Taylor Parker, Johnny Mercer, and Brian King

…to historic time periods, such as the 250th anniversary of Savannah, or the Mercer-Williams’ Home…

Mercer Williams Home–Site of the Murder in Midnight in the Garden of Good and Evil

Other spots found throughout the city included Flannery O’Conner’s home…

Historical Marker for Flannery O’Connor’s Home

…the site of the iconic Forrest Gump park bench…

Forrest Gump Park Bench

…an eighteenth century pirate’s hangout…

The Pirate’s House Restaurant

…and Clary’s Cafe of Midnight in the Garden of Good and Evil fame. The city was cozy to say the least, complete with the most hospitable people around and nice eats and weather.  I could definitely see myself living there.

In fact, it looked like Brian was getting a head start on living there by loitering on the park bench…

Brian King Posting Up on a Savannah Park Bench

…but he didn’t have anything on this guy…

 To finish of the daytime we stopped at Tybee Beach on Tybee Island. Here we scaled an enormous lighthouse, greatly surpassing the lighthouse visited in Biloxi yesterday.

Tybee Island Lighthouse at Sunset

The view of The Atlantic Ocean was incredible, and the rural areas of the island were outlined with shadows of a looming dusk. As the sun set, we made our way down the tower to the beachfront and had a nice stroll. With the exception of a few wandering horseshoe crabs, the beach was spotless and pretty to say the least. The sound of waves and smell of ocean water was refreshing and the sunset was beautiful.

Tybee Island Beach at Sunset

The refined air and serene mood was short lived; we headed back to Savannah for a night of grubbin’ at Paula Dean’s own restaurant, The Lady and Sons.

Paula Deen’s

Deanna Tyler, nicknamed Paula by the group, set the group up with reservations ahead of time, as her adoration for Mrs. Deen drove her to great lengths to secure our dining spot. Her excitement was best understood when she was asked, “Did you meet Paula Dean at dinner tonight?” Her reply? “No, BUT I met a waiter who has met her! Too cool!” In other words, everything Paula makes our ‘Paula’ go crazy for some southern food.

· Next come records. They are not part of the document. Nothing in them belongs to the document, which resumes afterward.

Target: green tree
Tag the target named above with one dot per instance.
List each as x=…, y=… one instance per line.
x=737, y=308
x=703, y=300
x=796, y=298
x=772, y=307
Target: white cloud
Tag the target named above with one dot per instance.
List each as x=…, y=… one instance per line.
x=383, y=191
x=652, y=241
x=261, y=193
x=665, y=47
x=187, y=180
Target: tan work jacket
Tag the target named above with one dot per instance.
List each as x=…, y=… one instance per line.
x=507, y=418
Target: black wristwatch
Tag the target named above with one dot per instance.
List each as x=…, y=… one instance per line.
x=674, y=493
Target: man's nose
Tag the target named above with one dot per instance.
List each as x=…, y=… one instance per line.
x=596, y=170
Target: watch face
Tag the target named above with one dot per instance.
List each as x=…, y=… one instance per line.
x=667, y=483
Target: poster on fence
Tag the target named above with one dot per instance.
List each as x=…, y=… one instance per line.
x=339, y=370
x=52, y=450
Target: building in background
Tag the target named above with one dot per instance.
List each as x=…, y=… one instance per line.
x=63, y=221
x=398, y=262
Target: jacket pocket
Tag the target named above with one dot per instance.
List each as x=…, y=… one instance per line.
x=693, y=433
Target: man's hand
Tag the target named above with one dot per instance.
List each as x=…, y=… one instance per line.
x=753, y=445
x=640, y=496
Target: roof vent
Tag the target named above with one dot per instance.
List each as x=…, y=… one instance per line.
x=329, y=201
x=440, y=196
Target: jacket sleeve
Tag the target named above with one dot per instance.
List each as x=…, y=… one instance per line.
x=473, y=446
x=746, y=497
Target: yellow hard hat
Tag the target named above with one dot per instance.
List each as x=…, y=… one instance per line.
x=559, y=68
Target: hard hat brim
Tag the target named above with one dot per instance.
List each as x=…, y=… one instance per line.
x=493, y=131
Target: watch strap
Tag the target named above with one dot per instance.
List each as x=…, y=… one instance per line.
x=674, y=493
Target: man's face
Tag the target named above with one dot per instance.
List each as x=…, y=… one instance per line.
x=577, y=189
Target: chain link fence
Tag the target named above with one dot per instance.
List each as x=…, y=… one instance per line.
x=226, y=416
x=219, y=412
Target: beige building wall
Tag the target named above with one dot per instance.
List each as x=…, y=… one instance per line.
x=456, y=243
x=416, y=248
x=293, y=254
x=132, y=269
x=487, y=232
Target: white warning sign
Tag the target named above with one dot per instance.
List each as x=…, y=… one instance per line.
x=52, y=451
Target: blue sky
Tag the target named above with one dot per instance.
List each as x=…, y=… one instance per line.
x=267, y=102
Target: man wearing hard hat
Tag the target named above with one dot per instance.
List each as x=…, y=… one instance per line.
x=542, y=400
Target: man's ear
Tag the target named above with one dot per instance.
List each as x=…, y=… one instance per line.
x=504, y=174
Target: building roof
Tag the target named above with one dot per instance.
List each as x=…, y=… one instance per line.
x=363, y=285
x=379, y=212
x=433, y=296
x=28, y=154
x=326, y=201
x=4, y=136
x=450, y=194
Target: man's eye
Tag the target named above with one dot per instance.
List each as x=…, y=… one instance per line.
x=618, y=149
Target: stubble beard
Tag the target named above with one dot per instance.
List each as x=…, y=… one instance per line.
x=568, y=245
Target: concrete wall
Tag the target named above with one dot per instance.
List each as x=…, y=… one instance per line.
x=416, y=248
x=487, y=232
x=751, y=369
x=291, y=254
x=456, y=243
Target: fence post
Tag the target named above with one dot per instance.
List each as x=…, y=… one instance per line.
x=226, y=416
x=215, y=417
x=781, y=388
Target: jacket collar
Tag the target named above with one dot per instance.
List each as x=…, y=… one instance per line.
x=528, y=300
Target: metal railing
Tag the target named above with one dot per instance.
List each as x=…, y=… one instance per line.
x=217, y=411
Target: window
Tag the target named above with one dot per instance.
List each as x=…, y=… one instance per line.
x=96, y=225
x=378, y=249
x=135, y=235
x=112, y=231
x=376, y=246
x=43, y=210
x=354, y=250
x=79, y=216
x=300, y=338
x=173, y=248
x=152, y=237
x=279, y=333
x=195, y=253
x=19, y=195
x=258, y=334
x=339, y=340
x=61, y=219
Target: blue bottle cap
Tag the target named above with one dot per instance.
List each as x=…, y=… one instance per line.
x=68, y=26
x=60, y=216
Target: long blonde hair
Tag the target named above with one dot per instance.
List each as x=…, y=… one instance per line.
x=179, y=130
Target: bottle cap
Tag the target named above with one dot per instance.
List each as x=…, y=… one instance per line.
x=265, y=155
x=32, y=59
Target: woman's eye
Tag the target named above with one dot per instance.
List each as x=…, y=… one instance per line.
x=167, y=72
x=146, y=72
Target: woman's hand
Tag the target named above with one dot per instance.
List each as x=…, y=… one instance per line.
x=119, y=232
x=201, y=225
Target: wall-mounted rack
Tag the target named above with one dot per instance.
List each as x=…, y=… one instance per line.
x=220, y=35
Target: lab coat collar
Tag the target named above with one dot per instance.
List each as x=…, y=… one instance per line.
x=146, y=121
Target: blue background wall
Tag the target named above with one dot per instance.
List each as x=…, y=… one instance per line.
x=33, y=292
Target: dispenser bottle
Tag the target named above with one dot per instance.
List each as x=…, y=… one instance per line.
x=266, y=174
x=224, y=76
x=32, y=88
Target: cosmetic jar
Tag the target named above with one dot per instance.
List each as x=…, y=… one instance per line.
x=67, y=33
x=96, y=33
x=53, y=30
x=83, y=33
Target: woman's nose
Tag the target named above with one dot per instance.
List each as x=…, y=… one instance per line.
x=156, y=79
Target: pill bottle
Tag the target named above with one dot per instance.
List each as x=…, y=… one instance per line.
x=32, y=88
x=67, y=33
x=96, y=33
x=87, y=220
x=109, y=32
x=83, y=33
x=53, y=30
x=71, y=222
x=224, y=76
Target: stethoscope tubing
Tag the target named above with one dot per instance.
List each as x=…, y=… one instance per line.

Greens, chicken, shrimp, potatoes, beans, peas, mac-n-cheese, cobblers, cakes, pies and more were all a part of Paula Dean’s dining experience. And now as we wind down for the night, I loosen my belt by one loop; it was that good. Great food, historically intriguing sites, political conference on world terrorism, and happy Georgians all take part in the typical day of the Junior Fellow.